Mais próximos do futuro. Oito avanços na ciência em 2023
Não goza do palato apurado de um gourmand, apreciador de boa cozinha, tão pouco aspira à categoria de crítico gastronómico. O Foodly, um robô que debutou numa mostra de tecnologia nipónica em 2022, após anos em desenvolvimento, não eleva a grandes patamares a sua experiência culinária. A máquina desenvolvida pela japonesa RT Corporation recorre a tecnologia de reconhecimento de imagens para identificar comida e socorre-se de "mãos" em forma de pegas para servir alimentos. Há perto de um ano, o Foodly, com o seu metro e meio de altura, foi apresentado como uma solução de baixo custo para responder à escassez de mão de obra no setor da restauração. As "garras" robóticas do aprendiz de cozinheiro japonês estão a anos-luz do avanço que o Instituto Federal Suíço de Tecnologia (ETHZ), sediado em Zurique e a startup norte-americana Inkbit, apresentaram este mês de novembro. Do laboratório da empresa do ramo da engenharia e tecnologia, saiu uma impressão 3D que abre novos caminhos na produção de estruturas robóticas leves. Um desenvolvimento que contraria a rigidez de movimentos dos robôs que, diferentemente da fluidez dos movimentos humanos, é cativa de juntas artificiais fabricadas a partir de materiais rígidos como fibra de carbono e metal.
Um vídeo publicado online pela referida instituição (pesquise-se "Printed robots with bones") dá-nos mostra de uma mão robótica provida de ossos, ligamentos e tendões fabricada a partir de diferentes polímeros com recurso a uma nova tecnologia de varredura a laser. A gama de materiais que podem ser utilizados na impressão 3D, inclui plásticos de secagem mais lenta, com a vantagem de possuírem melhores propriedades elásticas, assim como se apresentarem mais duráveis e robustos. Esta nova tecnologia de "robótica suave" também facilita a combinação de materiais macios, elásticos e rígidos. Sobre a nova mão robótica, cuja produção foi esmiuçada na revista Nature (a 15 de novembro) e disponível para leitura online, adianta Thomas Buchner, investigador no Instituto Federal Suíço de Tecnologia: "Embora esta mão ainda não possa ser colocada num ser humano e usada adequadamente, é um primeiro passo neste processo de impressão".

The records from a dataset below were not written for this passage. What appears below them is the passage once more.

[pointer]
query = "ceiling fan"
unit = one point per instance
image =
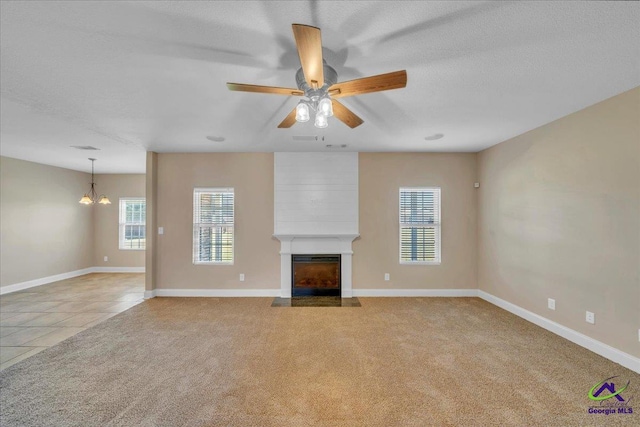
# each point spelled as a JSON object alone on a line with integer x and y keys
{"x": 317, "y": 82}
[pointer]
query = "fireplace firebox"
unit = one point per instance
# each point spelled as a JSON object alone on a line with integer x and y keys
{"x": 315, "y": 275}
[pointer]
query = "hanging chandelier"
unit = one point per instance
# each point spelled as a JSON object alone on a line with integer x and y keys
{"x": 92, "y": 197}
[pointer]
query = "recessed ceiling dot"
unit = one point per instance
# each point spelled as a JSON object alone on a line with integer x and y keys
{"x": 434, "y": 136}
{"x": 215, "y": 138}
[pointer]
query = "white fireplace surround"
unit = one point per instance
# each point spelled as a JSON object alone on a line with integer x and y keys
{"x": 325, "y": 244}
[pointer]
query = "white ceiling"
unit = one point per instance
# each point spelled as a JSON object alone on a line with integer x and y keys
{"x": 127, "y": 77}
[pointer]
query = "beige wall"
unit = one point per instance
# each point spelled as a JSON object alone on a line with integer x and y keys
{"x": 376, "y": 252}
{"x": 559, "y": 217}
{"x": 45, "y": 231}
{"x": 106, "y": 219}
{"x": 256, "y": 251}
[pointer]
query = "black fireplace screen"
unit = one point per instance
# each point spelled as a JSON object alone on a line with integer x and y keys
{"x": 315, "y": 275}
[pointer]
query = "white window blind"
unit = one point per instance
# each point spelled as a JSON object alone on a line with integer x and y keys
{"x": 133, "y": 212}
{"x": 213, "y": 225}
{"x": 420, "y": 225}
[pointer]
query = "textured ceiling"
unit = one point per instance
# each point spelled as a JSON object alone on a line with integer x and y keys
{"x": 127, "y": 77}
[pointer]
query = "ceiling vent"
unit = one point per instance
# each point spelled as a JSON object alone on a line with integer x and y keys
{"x": 307, "y": 138}
{"x": 84, "y": 147}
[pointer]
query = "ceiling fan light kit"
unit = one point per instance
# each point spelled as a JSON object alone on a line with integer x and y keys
{"x": 318, "y": 83}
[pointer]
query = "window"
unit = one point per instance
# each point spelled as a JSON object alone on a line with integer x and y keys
{"x": 213, "y": 218}
{"x": 419, "y": 225}
{"x": 133, "y": 212}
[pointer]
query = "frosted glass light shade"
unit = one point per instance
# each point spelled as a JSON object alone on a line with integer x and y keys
{"x": 302, "y": 112}
{"x": 321, "y": 120}
{"x": 325, "y": 107}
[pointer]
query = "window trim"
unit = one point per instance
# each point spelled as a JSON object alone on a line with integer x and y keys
{"x": 437, "y": 227}
{"x": 120, "y": 224}
{"x": 233, "y": 237}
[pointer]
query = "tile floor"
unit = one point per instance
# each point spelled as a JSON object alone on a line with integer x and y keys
{"x": 37, "y": 318}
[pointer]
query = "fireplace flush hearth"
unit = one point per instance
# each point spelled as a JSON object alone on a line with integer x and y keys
{"x": 315, "y": 275}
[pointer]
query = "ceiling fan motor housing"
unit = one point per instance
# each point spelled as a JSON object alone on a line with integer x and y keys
{"x": 330, "y": 78}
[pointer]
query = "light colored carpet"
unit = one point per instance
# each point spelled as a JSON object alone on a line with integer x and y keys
{"x": 241, "y": 362}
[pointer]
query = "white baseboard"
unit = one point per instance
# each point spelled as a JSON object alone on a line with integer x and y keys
{"x": 415, "y": 292}
{"x": 44, "y": 280}
{"x": 117, "y": 270}
{"x": 214, "y": 293}
{"x": 57, "y": 277}
{"x": 604, "y": 350}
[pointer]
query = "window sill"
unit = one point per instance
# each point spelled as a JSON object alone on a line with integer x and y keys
{"x": 213, "y": 263}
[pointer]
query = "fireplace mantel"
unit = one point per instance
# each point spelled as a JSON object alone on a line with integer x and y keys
{"x": 315, "y": 209}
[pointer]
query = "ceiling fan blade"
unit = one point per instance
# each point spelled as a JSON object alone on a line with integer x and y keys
{"x": 309, "y": 45}
{"x": 345, "y": 115}
{"x": 265, "y": 89}
{"x": 394, "y": 80}
{"x": 289, "y": 121}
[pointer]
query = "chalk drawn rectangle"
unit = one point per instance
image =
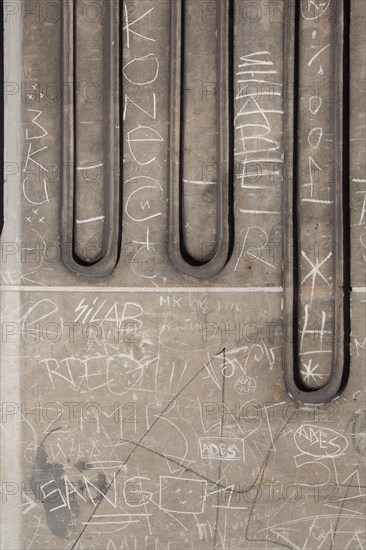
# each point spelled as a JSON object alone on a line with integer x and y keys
{"x": 225, "y": 448}
{"x": 182, "y": 495}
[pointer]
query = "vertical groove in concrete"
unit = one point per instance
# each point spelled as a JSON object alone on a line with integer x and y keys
{"x": 317, "y": 281}
{"x": 90, "y": 257}
{"x": 178, "y": 248}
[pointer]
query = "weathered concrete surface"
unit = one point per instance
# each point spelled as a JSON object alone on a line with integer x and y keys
{"x": 148, "y": 409}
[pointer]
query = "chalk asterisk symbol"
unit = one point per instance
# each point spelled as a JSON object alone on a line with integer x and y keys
{"x": 309, "y": 372}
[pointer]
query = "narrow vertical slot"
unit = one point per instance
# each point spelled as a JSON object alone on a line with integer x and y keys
{"x": 190, "y": 185}
{"x": 90, "y": 217}
{"x": 317, "y": 292}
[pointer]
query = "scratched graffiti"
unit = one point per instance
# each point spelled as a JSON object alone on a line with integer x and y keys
{"x": 149, "y": 411}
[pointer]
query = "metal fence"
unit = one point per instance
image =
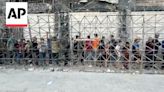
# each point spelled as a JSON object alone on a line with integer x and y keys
{"x": 75, "y": 42}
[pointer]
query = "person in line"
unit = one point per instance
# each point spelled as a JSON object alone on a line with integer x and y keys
{"x": 126, "y": 51}
{"x": 42, "y": 51}
{"x": 55, "y": 51}
{"x": 35, "y": 51}
{"x": 112, "y": 45}
{"x": 95, "y": 45}
{"x": 10, "y": 48}
{"x": 156, "y": 46}
{"x": 136, "y": 50}
{"x": 88, "y": 48}
{"x": 118, "y": 52}
{"x": 149, "y": 52}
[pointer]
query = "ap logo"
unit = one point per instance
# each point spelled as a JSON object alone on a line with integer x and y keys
{"x": 16, "y": 14}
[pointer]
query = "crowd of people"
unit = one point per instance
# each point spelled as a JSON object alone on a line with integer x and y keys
{"x": 44, "y": 51}
{"x": 117, "y": 50}
{"x": 30, "y": 51}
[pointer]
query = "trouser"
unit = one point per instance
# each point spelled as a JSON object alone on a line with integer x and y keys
{"x": 88, "y": 55}
{"x": 42, "y": 58}
{"x": 55, "y": 58}
{"x": 19, "y": 57}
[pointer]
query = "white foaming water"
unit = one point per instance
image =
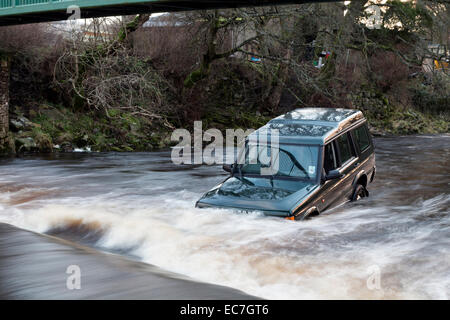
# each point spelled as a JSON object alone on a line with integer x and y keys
{"x": 143, "y": 206}
{"x": 327, "y": 257}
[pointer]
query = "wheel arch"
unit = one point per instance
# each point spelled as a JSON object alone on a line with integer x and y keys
{"x": 361, "y": 178}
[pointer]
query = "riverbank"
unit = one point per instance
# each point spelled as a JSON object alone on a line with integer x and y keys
{"x": 142, "y": 205}
{"x": 33, "y": 266}
{"x": 50, "y": 128}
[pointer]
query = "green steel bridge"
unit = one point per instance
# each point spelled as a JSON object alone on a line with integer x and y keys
{"x": 14, "y": 12}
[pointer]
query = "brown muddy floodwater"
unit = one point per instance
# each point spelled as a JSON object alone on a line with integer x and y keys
{"x": 140, "y": 206}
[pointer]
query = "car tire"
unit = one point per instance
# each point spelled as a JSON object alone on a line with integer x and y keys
{"x": 359, "y": 192}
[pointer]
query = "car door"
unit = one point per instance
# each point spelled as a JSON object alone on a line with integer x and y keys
{"x": 348, "y": 161}
{"x": 328, "y": 195}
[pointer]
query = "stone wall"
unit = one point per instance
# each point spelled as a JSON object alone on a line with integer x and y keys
{"x": 4, "y": 99}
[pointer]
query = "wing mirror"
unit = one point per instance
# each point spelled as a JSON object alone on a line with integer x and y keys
{"x": 227, "y": 167}
{"x": 333, "y": 174}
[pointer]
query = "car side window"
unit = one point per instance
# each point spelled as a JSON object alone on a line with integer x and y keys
{"x": 345, "y": 148}
{"x": 362, "y": 137}
{"x": 330, "y": 159}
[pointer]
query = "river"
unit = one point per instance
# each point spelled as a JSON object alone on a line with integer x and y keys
{"x": 393, "y": 245}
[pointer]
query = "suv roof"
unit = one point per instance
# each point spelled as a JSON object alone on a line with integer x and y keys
{"x": 310, "y": 125}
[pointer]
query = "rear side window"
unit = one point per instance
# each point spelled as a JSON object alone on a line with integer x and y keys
{"x": 330, "y": 162}
{"x": 345, "y": 149}
{"x": 362, "y": 137}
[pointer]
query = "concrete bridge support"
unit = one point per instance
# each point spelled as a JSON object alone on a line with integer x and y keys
{"x": 4, "y": 99}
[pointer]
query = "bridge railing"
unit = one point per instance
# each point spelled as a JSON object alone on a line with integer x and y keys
{"x": 7, "y": 4}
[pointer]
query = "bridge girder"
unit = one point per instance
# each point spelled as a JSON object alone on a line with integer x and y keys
{"x": 58, "y": 11}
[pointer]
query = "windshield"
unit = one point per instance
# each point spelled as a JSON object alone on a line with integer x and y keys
{"x": 297, "y": 161}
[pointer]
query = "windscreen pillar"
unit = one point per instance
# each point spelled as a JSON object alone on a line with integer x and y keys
{"x": 4, "y": 98}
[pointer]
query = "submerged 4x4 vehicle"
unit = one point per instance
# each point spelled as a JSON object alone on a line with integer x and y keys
{"x": 325, "y": 157}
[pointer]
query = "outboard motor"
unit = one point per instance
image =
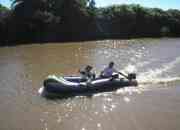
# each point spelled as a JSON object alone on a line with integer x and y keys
{"x": 131, "y": 76}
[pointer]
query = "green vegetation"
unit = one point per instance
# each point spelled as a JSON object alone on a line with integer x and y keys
{"x": 65, "y": 20}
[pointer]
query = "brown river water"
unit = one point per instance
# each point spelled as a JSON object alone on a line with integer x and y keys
{"x": 153, "y": 105}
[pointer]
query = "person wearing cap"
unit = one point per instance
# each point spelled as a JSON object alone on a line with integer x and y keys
{"x": 108, "y": 71}
{"x": 86, "y": 74}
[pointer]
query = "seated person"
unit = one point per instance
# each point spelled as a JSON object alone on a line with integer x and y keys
{"x": 108, "y": 71}
{"x": 86, "y": 74}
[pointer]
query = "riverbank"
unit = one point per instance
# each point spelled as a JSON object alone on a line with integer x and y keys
{"x": 76, "y": 21}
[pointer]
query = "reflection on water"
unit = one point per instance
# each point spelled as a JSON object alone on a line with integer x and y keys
{"x": 154, "y": 104}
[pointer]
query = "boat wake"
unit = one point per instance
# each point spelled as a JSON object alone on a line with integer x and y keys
{"x": 157, "y": 75}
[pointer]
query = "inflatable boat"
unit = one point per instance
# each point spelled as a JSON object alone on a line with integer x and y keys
{"x": 76, "y": 85}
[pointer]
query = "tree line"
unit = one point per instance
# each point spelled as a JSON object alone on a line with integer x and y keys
{"x": 30, "y": 21}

Do campo da robótica com potencial aplicação médica para a ciência da genómica, o mês de fevereiro de 2023 trouxe notícias a partir do National Institute of Health, nos Estados Unidos. Investigadores daquela instituição apresentaram uma ferramenta de software capaz de montar sequências genómicas completas, ou seja, sem intervalos, de uma variedade de espécies. O software Verkko ("rede" em finlandês) foi desenvolvido em 2022 a partir da primeira sequência efetivamente completa do genoma humano. O desenvolvimento é detalhado na revista Nature Biotechnology, no artigo "Telomere-to-telomere assembly of diploid cromossomos with Verkko". Com o novo software os investigadores podem avaliar melhor a diversidade genómica humana, assim como de espécies comumente usadas em pesquisas, como o rato, a mosca-da-fruta e o peixe-zebra. Acresce que a geração de sequências genómicas sem intervalos de uma variedade de plantas, animais e outros organismos trará suporte à genómica comparativa.
Já em maio, os cientistas do Consórcio de Referência do Pangenoma Humano, constituído por investigadores dos Estados Unidos, Reino Unido, França, Alemanha, Japão e China, anunciaram a publicação do rascunho do "pangenoma humano", que contém, até à data, a gama mais completa dos genes da espécie humana.
Recorde-se que o primeiro genoma humano sequenciado no início do século XXI (na época, 92% do genoma humano) permitiu identificar genes responsáveis por doenças específicas, iniciar pesquisas sobre medicina mais personalizada e trazer uma nova luz sobre o mecanismo da evolução humana. Agora, a versão preliminar do "pangenoma humano", descrita na revista científica Nature, agrega os genomas (toda a informação genética) de 47 pessoas com origem em África, nas Américas, na Ásia e na Europa. A Oceânia não está representada.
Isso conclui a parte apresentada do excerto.